You're kidding, right? I'll skip the redundant comments about transactions, etc, but I do have to comment on corruption and resource hogging. I have built numerous websites and client-server apps with MySQL. Despite the fact that some of these apps frequently add tens of thousands of records per minute, I have never experienced corruption (compared to SQL Server, which does corrupt at every chance) and have found that it uses far less resources than other RDBMS, to deliver results at least as fast.
<troll>Maybe you're just not building and optimizing your databases correctly, and PostGreSQL is making you look good...</troll>
-Ed
Web Design & Software Development
It's a damn good thing you posted anonymously. How DARE you say a SINGLE BAD word about MySQL!! How dare you. It is a proven scientific fact that things like triggers, subselects, stored procedures, etc. are only needed by TERRORISTS. Do you hear me? Terrorists. If you had posted using your real name, God help you. You had better switch back to MySQL, use it, and stop asking so many damn questions. DO YOU UNDERSTAND
"You would still have to pay boatloads for support...even with postgres... Open Source does not mean 24/7 Support calls..."

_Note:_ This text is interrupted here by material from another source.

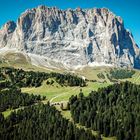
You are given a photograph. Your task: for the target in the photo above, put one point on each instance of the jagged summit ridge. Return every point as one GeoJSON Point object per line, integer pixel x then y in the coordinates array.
{"type": "Point", "coordinates": [74, 38]}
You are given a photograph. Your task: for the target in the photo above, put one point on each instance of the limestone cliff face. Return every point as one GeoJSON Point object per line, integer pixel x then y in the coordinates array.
{"type": "Point", "coordinates": [74, 38]}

Let's see, with Oracle, I can call 24/7 and get access to a complete idiot with a phone who can say he's escalated it and give me a cute little number. I have to trust them that they do actually have qualified engineers working on it and not some lame-o that just got hired last week. The amount of time it takes to reach a senior developer is unknown.

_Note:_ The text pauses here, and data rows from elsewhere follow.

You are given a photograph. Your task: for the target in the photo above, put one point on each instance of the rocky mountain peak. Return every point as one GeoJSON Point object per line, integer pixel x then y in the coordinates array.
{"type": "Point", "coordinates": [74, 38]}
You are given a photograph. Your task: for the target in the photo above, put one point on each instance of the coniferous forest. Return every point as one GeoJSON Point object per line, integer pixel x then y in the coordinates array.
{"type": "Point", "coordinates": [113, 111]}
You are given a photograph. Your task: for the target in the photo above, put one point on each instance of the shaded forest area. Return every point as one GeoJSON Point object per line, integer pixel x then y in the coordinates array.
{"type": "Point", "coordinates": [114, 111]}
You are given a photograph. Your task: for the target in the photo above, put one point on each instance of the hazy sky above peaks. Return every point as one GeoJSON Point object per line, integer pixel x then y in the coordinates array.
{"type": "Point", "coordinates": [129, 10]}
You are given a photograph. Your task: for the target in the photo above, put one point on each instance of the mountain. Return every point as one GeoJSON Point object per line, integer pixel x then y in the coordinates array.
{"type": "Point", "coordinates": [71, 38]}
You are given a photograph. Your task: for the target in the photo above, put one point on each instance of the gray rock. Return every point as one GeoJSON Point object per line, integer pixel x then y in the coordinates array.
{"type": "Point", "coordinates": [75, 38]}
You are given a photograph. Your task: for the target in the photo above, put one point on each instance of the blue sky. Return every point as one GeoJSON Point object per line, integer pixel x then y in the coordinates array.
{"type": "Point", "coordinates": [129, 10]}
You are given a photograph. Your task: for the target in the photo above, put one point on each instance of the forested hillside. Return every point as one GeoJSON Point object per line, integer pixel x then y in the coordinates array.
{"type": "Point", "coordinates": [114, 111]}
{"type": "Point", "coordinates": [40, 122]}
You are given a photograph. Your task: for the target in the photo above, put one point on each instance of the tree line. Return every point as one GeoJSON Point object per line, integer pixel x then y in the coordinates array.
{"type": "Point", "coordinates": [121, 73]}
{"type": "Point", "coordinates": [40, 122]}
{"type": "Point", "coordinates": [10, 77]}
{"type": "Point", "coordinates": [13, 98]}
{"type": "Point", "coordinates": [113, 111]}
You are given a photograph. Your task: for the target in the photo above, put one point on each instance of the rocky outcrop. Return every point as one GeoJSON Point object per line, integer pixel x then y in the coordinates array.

With PostgreSQL, most emails to psql-general are looked at by a VERY experienced crew (many of the lead developers), who are very happy to help you out if you are polite.
If you need more than that, it is available, but a lot of the "support" that people need to pay for with Oracle simply isn't required w/ PostgreSQL or open-source in general.

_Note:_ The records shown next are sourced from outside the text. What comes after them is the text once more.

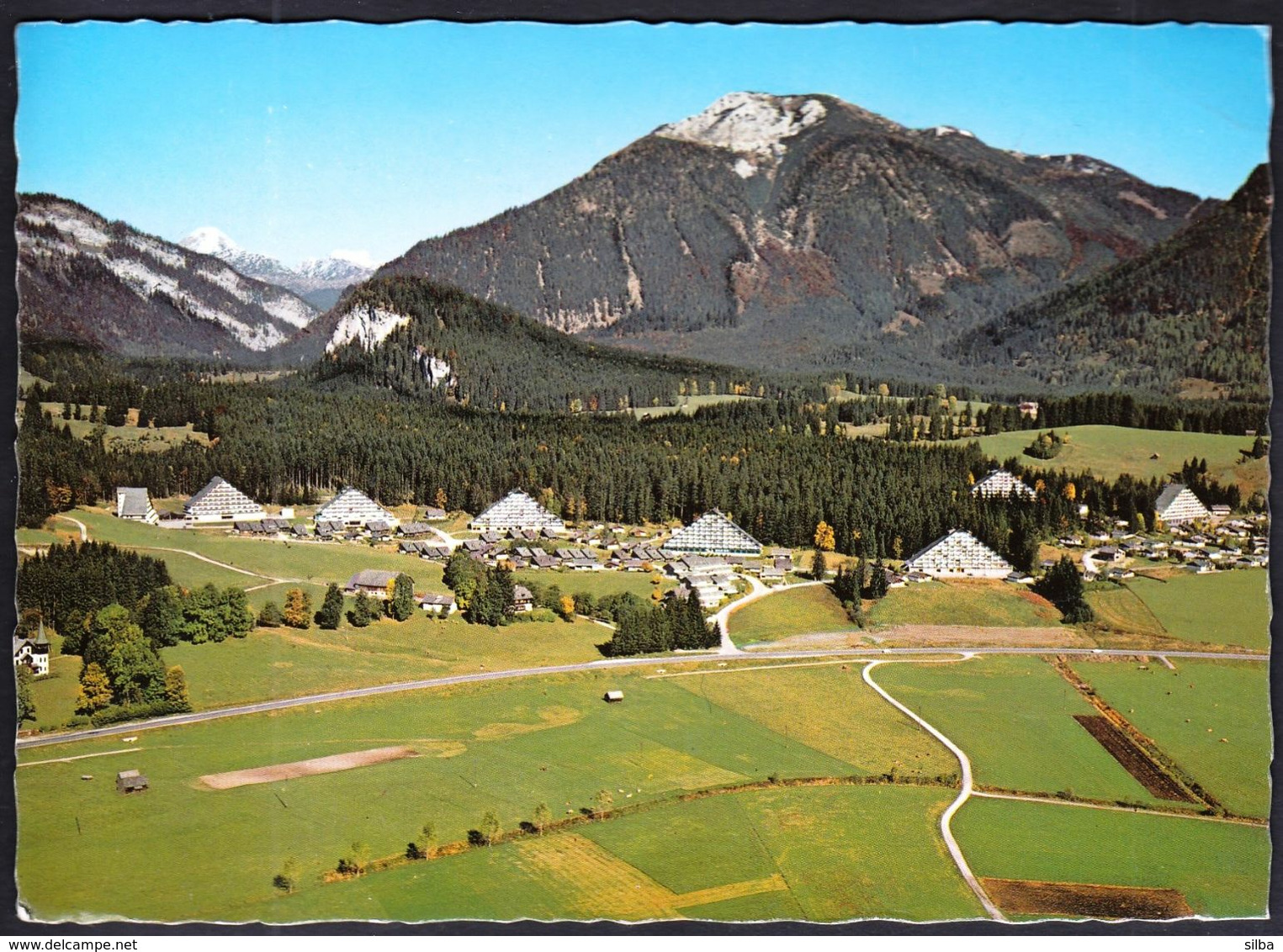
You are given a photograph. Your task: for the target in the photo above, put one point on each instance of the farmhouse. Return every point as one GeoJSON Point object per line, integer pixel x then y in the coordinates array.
{"type": "Point", "coordinates": [1001, 484]}
{"type": "Point", "coordinates": [958, 556]}
{"type": "Point", "coordinates": [32, 652]}
{"type": "Point", "coordinates": [135, 505]}
{"type": "Point", "coordinates": [130, 781]}
{"type": "Point", "coordinates": [517, 510]}
{"type": "Point", "coordinates": [713, 534]}
{"type": "Point", "coordinates": [437, 605]}
{"type": "Point", "coordinates": [374, 581]}
{"type": "Point", "coordinates": [354, 508]}
{"type": "Point", "coordinates": [1177, 505]}
{"type": "Point", "coordinates": [221, 502]}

Engineering and the Ultimate
WHO MODDED THIS UP!?? TROLL!
It doesn't. However, Oracle _is_ evil, at least for their Enterprise Applications. Their sales reps are complete liars - the are trained to always say "yes" to "can it do X". Why? Because if it's not in the base install, you can code it yourself. Well, Golly Gee, don't I purchase an enterprise application so I don't have to code it myself?
In addition, you can't really take it for a test drive, because it takes MONTHS to set up, even for small installations (it was a year process for a 300-employee company I used to work for, but we also had customizations as well).
Also, they never feel a need to actually ship a _working_ product. The version we used would not let you enter an order quantity over 9. 9??? Was this tested by ANYONE? I've heard worse stories from their salesforce management software. They basically ship code straight from the developers to the end-users, and allow YOU to test it. And, when you discover a bug, it may take several months for them to get around to a fix, even if you have it escalated to SEV-1 (okay, maybe SEV-1s are fixed within a few weeks, but still...).
And their consulting staff... Ahhh!! We were paying hundreds of dollars and hour for someone who had only used Oracle for 8 months! This was from Oracle headquarters. The guy had only done COBOL programming before, and had never clued into the concept of local variables. We had to recode everything he did.
And, on top of that, we paid a HUGE amount of money for this privilege.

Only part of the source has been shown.